Mirages de sécurité…

Bruce Schneier

Bruce Schneier

Le sentiment de sécurité ne correspond pas toujours la réalité, nous dit l’expert en sécurité informatique Bruce Schneier.

Il explique pourquoi nous dépensons des milliards à adresser de nouveaux risques potentiels qui font la une des journaux, comme avec « le cinéma autour de la sécurité » de votre aéroport favori, alors que nous négligeons des risques bien plus probables. Bruce explique aussi comment nous pouvons casser ce modèle.

Je retiens de son intervention à TED, en particulier, la distinction qu’il convient de faire entre le sentiment de sécurité et la réalité et combien ces 2 vues d’un même risque peuvent être décalées. Décalage parce que nous ne sommes tout simplement pas très doués pour prendre des décisions rationnelles en matière de sécurité.

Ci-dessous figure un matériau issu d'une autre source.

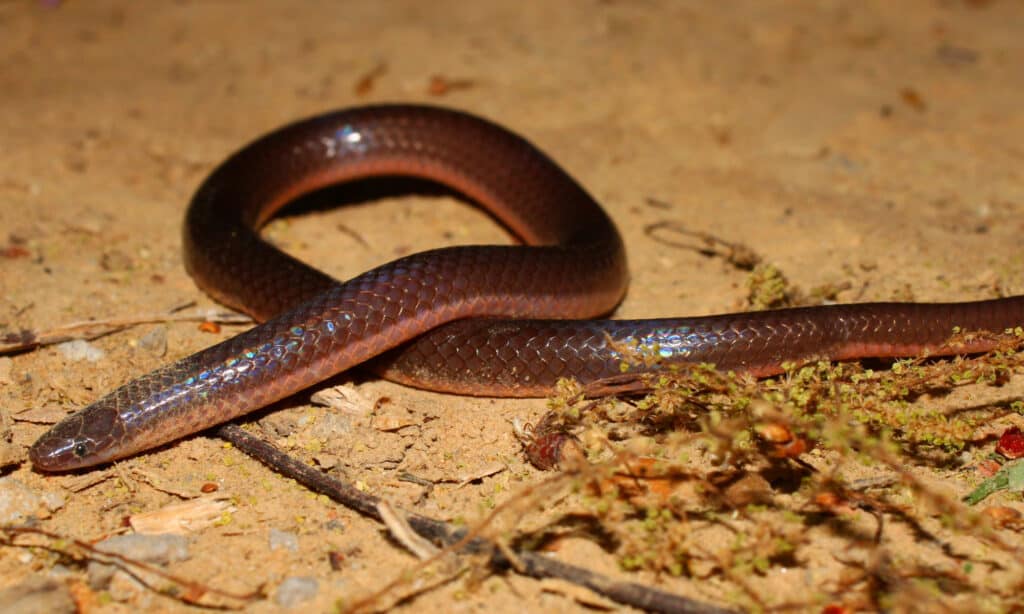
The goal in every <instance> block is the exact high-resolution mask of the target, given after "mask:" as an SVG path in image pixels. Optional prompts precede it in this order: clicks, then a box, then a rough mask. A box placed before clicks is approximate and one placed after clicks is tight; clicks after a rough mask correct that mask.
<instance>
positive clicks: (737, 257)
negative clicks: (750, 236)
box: [643, 220, 761, 271]
mask: <svg viewBox="0 0 1024 614" xmlns="http://www.w3.org/2000/svg"><path fill="white" fill-rule="evenodd" d="M663 231H669V232H675V233H677V234H681V235H683V236H685V237H689V238H695V239H697V240H699V242H700V243H701V244H702V245H700V246H693V245H691V244H689V243H683V242H681V240H678V239H675V238H669V237H667V236H664V232H663ZM643 232H644V234H646V235H647V236H649V237H650V238H651V239H653V240H655V242H657V243H659V244H662V245H665V246H669V247H672V248H681V249H684V250H693V251H695V252H696V253H698V254H700V255H701V256H708V257H715V256H717V257H720V258H722V259H724V260H725V261H726V262H728V263H729V264H731V265H732V266H734V267H736V268H738V269H742V270H744V271H749V270H753V269H754V267H755V266H757V265H758V264H760V263H761V256H760V255H758V253H757V252H755V251H754V250H753V249H751V248H750V247H748V246H745V245H743V244H738V243H731V242H728V240H725V239H724V238H719V237H717V236H715V235H714V234H711V233H709V232H700V231H697V230H689V229H687V228H685V227H684V226H683V225H682V224H680V223H678V222H674V221H670V220H663V221H660V222H654V223H653V224H647V225H646V226H644V229H643Z"/></svg>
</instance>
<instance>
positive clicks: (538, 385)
mask: <svg viewBox="0 0 1024 614" xmlns="http://www.w3.org/2000/svg"><path fill="white" fill-rule="evenodd" d="M378 176H409V177H416V178H421V179H427V180H430V181H434V182H437V183H440V184H442V185H444V186H447V187H450V188H452V189H454V190H456V191H458V192H461V193H462V194H463V195H465V196H466V198H467V199H469V200H471V201H474V202H476V203H478V204H479V205H480V206H482V207H483V208H484V209H485V210H486V211H488V212H489V213H490V214H492V215H493V216H494V217H496V218H497V219H498V220H499V221H500V222H501V223H503V224H504V225H505V226H506V227H508V228H509V229H510V230H511V232H513V233H514V234H515V235H516V236H517V237H518V238H519V239H520V240H521V242H522V243H523V244H525V245H520V246H473V247H456V248H445V249H439V250H432V251H429V252H423V253H419V254H415V255H412V256H408V257H404V258H401V259H398V260H395V261H393V262H390V263H388V264H385V265H383V266H380V267H378V268H375V269H373V270H371V271H368V272H366V273H362V274H361V275H358V276H356V277H354V278H352V279H350V280H348V281H345V282H340V281H338V280H336V279H334V278H332V277H331V276H329V275H326V274H324V273H322V272H319V271H317V270H315V269H313V268H311V267H310V266H308V265H306V264H304V263H302V262H299V261H298V260H296V259H294V258H292V257H290V256H288V255H286V254H284V253H283V252H281V251H279V250H276V249H275V248H273V247H272V246H270V245H269V244H267V243H265V242H263V240H262V239H261V238H260V237H259V235H258V230H259V228H260V227H261V226H262V225H263V224H264V223H265V222H266V220H267V219H268V218H269V217H270V216H271V215H273V213H274V212H276V211H278V210H280V209H281V208H282V207H283V206H285V205H286V204H288V203H290V202H292V201H294V200H296V199H297V198H299V196H302V195H304V194H307V193H309V192H311V191H314V190H317V189H321V188H324V187H326V186H330V185H334V184H339V183H344V182H347V181H354V180H358V179H365V178H370V177H378ZM410 231H414V230H412V229H410ZM184 258H185V264H186V267H187V269H188V271H189V273H190V274H191V275H193V277H194V278H195V279H196V281H197V283H198V284H199V286H200V287H201V288H203V289H204V290H205V291H206V292H208V293H209V294H210V295H212V296H213V297H214V298H215V299H217V300H218V301H220V302H222V303H224V304H226V305H229V306H232V307H234V308H238V309H240V310H242V311H245V312H247V313H249V314H251V315H252V316H253V317H255V318H256V319H258V320H260V321H263V323H262V324H260V325H257V326H255V327H253V328H251V330H249V331H247V332H245V333H243V334H241V335H239V336H237V337H233V338H231V339H228V340H226V341H224V342H221V343H219V344H217V345H214V346H212V347H210V348H207V349H205V350H202V351H200V352H198V353H196V354H193V355H190V356H187V357H185V358H183V359H181V360H179V361H177V362H174V363H172V364H169V365H167V366H164V367H162V368H159V369H157V370H156V371H153V372H151V374H148V375H145V376H143V377H141V378H138V379H137V380H134V381H132V382H129V383H128V384H126V385H124V386H123V387H121V388H119V389H117V390H115V391H114V392H112V393H110V394H109V395H106V396H104V397H102V398H100V399H99V400H97V401H96V402H94V403H93V404H91V405H89V406H87V407H85V408H84V409H82V410H81V411H79V412H77V413H75V414H73V415H71V416H69V418H67V419H66V420H65V421H62V422H61V423H59V424H57V425H56V426H54V427H53V428H52V429H51V430H50V431H49V432H47V433H46V434H44V435H43V436H42V437H41V438H40V439H39V440H38V441H37V442H36V443H35V444H34V445H33V446H32V448H31V450H30V458H31V461H32V463H33V465H34V466H35V467H36V468H37V469H39V470H43V471H67V470H72V469H76V468H81V467H88V466H92V465H96V464H100V463H104V462H109V461H113V459H116V458H121V457H124V456H128V455H131V454H135V453H138V452H140V451H143V450H146V449H150V448H153V447H155V446H158V445H160V444H163V443H166V442H169V441H173V440H175V439H178V438H180V437H183V436H185V435H187V434H190V433H195V432H198V431H201V430H203V429H206V428H208V427H211V426H214V425H217V424H220V423H223V422H226V421H228V420H231V419H232V418H236V416H238V415H241V414H244V413H247V412H249V411H252V410H255V409H257V408H260V407H263V406H265V405H267V404H269V403H272V402H273V401H276V400H279V399H282V398H284V397H286V396H289V395H291V394H294V393H295V392H298V391H300V390H302V389H304V388H307V387H309V386H311V385H313V384H315V383H317V382H321V381H323V380H325V379H327V378H329V377H331V376H333V375H335V374H338V372H340V371H343V370H345V369H347V368H349V367H352V366H354V365H357V364H360V363H362V362H366V361H368V360H371V359H375V358H376V360H377V364H378V368H379V369H381V371H382V372H383V374H384V375H385V377H388V378H390V379H393V380H396V381H398V382H402V383H406V384H411V385H414V386H419V387H423V388H430V389H434V390H440V391H446V392H454V393H460V394H473V395H492V396H538V395H543V394H546V393H548V392H550V391H551V390H552V387H553V386H554V384H555V382H556V381H557V380H558V379H559V378H564V377H574V378H577V379H579V380H581V381H582V382H584V383H587V382H592V381H595V380H598V379H600V378H605V377H609V376H612V375H615V374H618V372H620V365H621V363H622V361H623V355H622V353H621V348H623V347H627V346H635V347H638V348H640V349H641V351H643V350H648V351H651V352H654V353H656V354H658V355H660V356H662V357H663V358H665V359H666V360H667V361H689V362H712V363H715V364H716V365H717V366H719V367H721V368H733V369H741V370H746V371H750V372H753V374H755V375H758V376H766V375H771V374H776V372H779V370H780V368H781V364H782V363H783V362H785V361H801V360H808V359H815V358H830V359H853V358H860V357H869V356H871V357H890V356H903V355H910V354H916V353H919V352H922V351H926V350H930V351H936V352H945V353H951V352H953V351H956V352H971V351H982V350H986V349H989V348H990V347H991V342H989V341H985V340H984V339H981V338H979V339H978V340H977V341H974V342H969V343H967V344H965V345H961V346H957V347H956V348H947V347H946V342H947V340H948V339H949V337H950V334H951V333H952V331H953V327H954V326H961V327H963V328H965V330H984V331H993V332H1001V331H1004V330H1005V328H1008V327H1013V326H1018V325H1021V324H1024V297H1013V298H1009V299H998V300H990V301H978V302H971V303H944V304H921V303H872V304H858V305H836V306H824V307H812V308H797V309H784V310H777V311H767V312H756V313H736V314H727V315H715V316H708V317H692V318H666V319H651V320H598V319H588V318H593V317H596V316H600V315H602V314H604V313H607V312H609V311H610V310H611V309H613V308H614V307H615V305H616V304H617V303H618V301H620V300H621V299H622V297H623V295H624V293H625V292H626V286H627V281H628V272H627V264H626V256H625V251H624V246H623V242H622V238H621V237H620V235H618V232H617V230H616V229H615V226H614V224H613V223H612V222H611V220H610V219H609V218H608V216H607V215H606V214H605V213H604V211H603V210H602V209H601V207H600V206H599V205H598V204H597V203H596V202H595V201H594V200H593V199H592V198H591V196H590V195H589V194H588V193H587V191H586V190H585V189H583V188H582V187H581V186H580V185H579V184H578V183H577V182H575V181H574V180H573V179H572V178H571V177H569V176H568V175H567V174H566V173H565V172H564V171H562V170H561V169H560V168H559V167H558V166H557V165H556V164H555V163H554V162H552V161H551V160H550V159H549V158H548V157H547V156H545V155H544V153H543V152H541V151H540V150H538V149H537V148H536V147H535V146H534V145H531V144H530V143H529V142H527V141H526V140H525V139H523V138H521V137H519V136H517V135H515V134H513V133H511V132H509V131H507V130H505V129H504V128H501V127H500V126H497V125H496V124H493V123H490V122H488V121H485V120H482V119H479V118H476V117H473V116H470V115H467V114H464V113H460V112H456V111H450V109H443V108H437V107H430V106H412V105H378V106H368V107H360V108H351V109H345V111H340V112H336V113H332V114H328V115H323V116H318V117H314V118H311V119H308V120H304V121H300V122H298V123H295V124H291V125H289V126H286V127H284V128H282V129H279V130H276V131H274V132H272V133H270V134H267V135H266V136H263V137H261V138H259V139H257V140H256V141H254V142H252V143H250V144H249V145H247V146H246V147H244V148H242V149H241V150H239V151H238V152H237V153H234V155H233V156H231V157H230V158H228V159H227V160H226V161H225V162H223V163H222V164H221V165H220V166H219V167H218V168H216V169H215V170H214V171H213V173H212V174H211V175H210V176H209V177H208V178H207V179H206V180H205V182H204V183H203V184H202V185H201V186H200V188H199V189H198V191H197V192H196V194H195V196H194V199H193V201H191V203H190V205H189V208H188V211H187V214H186V218H185V224H184ZM499 318H500V319H499Z"/></svg>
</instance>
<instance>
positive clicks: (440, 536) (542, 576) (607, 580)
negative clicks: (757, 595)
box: [217, 424, 735, 614]
mask: <svg viewBox="0 0 1024 614" xmlns="http://www.w3.org/2000/svg"><path fill="white" fill-rule="evenodd" d="M217 435H218V436H219V437H220V438H222V439H224V440H226V441H228V442H230V443H231V444H232V445H233V446H234V447H237V448H239V449H240V450H242V451H243V452H245V453H246V454H249V455H250V456H252V457H253V458H256V459H257V461H259V462H261V463H263V464H264V465H266V466H267V467H269V468H270V469H272V470H274V471H276V472H278V473H280V474H282V475H284V476H286V477H289V478H291V479H293V480H295V481H296V482H298V483H300V484H302V485H303V486H305V487H306V488H309V489H310V490H312V491H314V492H317V493H321V494H326V495H327V496H329V497H331V498H333V499H334V500H336V501H338V502H339V503H341V505H343V506H345V507H346V508H349V509H350V510H353V511H355V512H358V513H359V514H361V515H364V516H367V517H370V518H373V519H374V520H378V521H380V520H381V518H380V514H379V512H378V509H377V506H378V503H379V502H380V498H379V497H376V496H373V495H369V494H366V493H364V492H360V491H359V490H357V489H356V488H355V487H353V486H351V485H350V484H348V483H346V482H342V481H340V480H336V479H334V478H331V477H328V476H326V475H324V474H322V473H321V472H319V471H318V470H316V469H313V468H312V467H309V466H308V465H305V464H304V463H302V462H300V461H298V459H296V458H293V457H292V456H290V455H288V454H286V453H285V452H283V451H281V450H279V449H278V448H275V447H274V446H272V445H271V444H269V443H267V442H266V441H263V440H261V439H259V438H258V437H254V436H253V435H250V434H249V433H246V432H245V431H243V430H242V429H241V428H240V427H238V426H237V425H230V424H229V425H225V426H223V427H221V428H219V429H218V430H217ZM407 520H408V521H409V525H410V526H412V527H413V528H414V529H415V530H416V532H418V533H420V534H421V535H423V536H424V537H427V538H429V539H434V540H437V541H439V542H440V543H443V544H444V545H452V544H460V542H463V540H464V539H465V538H466V537H467V535H468V530H467V529H465V528H456V527H453V526H452V525H450V524H447V523H445V522H441V521H439V520H434V519H433V518H429V517H426V516H421V515H419V514H409V516H408V519H407ZM460 545H461V547H462V550H463V551H465V552H468V553H480V554H487V555H488V556H489V557H490V563H492V565H494V566H495V567H499V568H504V567H509V566H511V564H512V562H511V561H510V560H509V558H508V557H507V556H505V555H504V554H502V552H501V551H500V550H499V549H498V547H496V546H495V544H494V543H492V542H490V541H488V540H486V539H484V538H481V537H472V538H470V539H465V542H464V543H461V544H460ZM515 557H516V558H517V561H516V563H517V567H521V573H523V574H524V575H528V576H532V577H536V578H543V577H554V578H561V579H564V580H568V581H569V582H572V583H575V584H580V585H583V586H586V587H588V588H590V589H591V590H594V591H595V593H598V594H600V595H603V596H605V597H607V598H609V599H611V600H614V601H616V602H618V603H621V604H626V605H629V606H633V607H635V608H641V609H643V610H647V611H650V612H690V613H693V614H735V610H728V609H725V608H720V607H718V606H714V605H711V604H706V603H703V602H699V601H696V600H692V599H689V598H686V597H682V596H679V595H673V594H671V593H668V591H665V590H660V589H658V588H651V587H649V586H644V585H643V584H638V583H635V582H621V581H617V580H613V579H611V578H609V577H607V576H604V575H601V574H598V573H595V572H593V571H590V570H588V569H584V568H581V567H577V566H574V565H568V564H566V563H561V562H559V561H555V560H553V559H549V558H547V557H543V556H541V555H538V554H537V553H532V552H525V551H518V552H516V553H515Z"/></svg>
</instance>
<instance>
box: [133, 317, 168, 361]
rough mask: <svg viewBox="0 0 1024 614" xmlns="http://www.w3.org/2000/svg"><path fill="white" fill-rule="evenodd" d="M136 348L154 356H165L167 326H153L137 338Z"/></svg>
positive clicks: (160, 325) (166, 346)
mask: <svg viewBox="0 0 1024 614" xmlns="http://www.w3.org/2000/svg"><path fill="white" fill-rule="evenodd" d="M138 347H140V348H142V349H143V350H145V351H147V352H150V353H152V354H153V355H155V356H161V357H163V356H164V355H166V354H167V326H165V325H163V324H161V325H159V326H155V327H154V328H153V331H150V332H148V333H146V334H145V335H143V336H142V337H140V338H139V340H138Z"/></svg>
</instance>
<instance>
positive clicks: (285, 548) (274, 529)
mask: <svg viewBox="0 0 1024 614" xmlns="http://www.w3.org/2000/svg"><path fill="white" fill-rule="evenodd" d="M281 549H285V550H288V551H291V552H293V553H297V552H299V537H298V535H296V534H295V533H289V532H288V531H281V530H278V529H270V550H271V551H275V550H281Z"/></svg>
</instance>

Nous avons en effet un biais naturel à exagérer l’importance ou l’impact potentiel de risques inconnus ou avec lesquels nous ne sommes pas familiers. Nous surestimons souvent les risques lorsque nous ne sommes pas en situation de contrôle.

Nous avons aussi tendance à répondre davantage aux histoires qu’aux données. Et, il faut reconnaître que nous ne sommes pas très doués pour gérer les grands chiffres mais plus habiles avec les petits.

D’autre part, toute information qui viendra confirmer notre idée sera mieux appréciée (mais pas forcément à sa juste valeur) qu’une autre qui va à l’encontre de ce que nous pensons tenir pour certain.

Une très intéressante vidéo (sous titrée en français) que je vous recommande.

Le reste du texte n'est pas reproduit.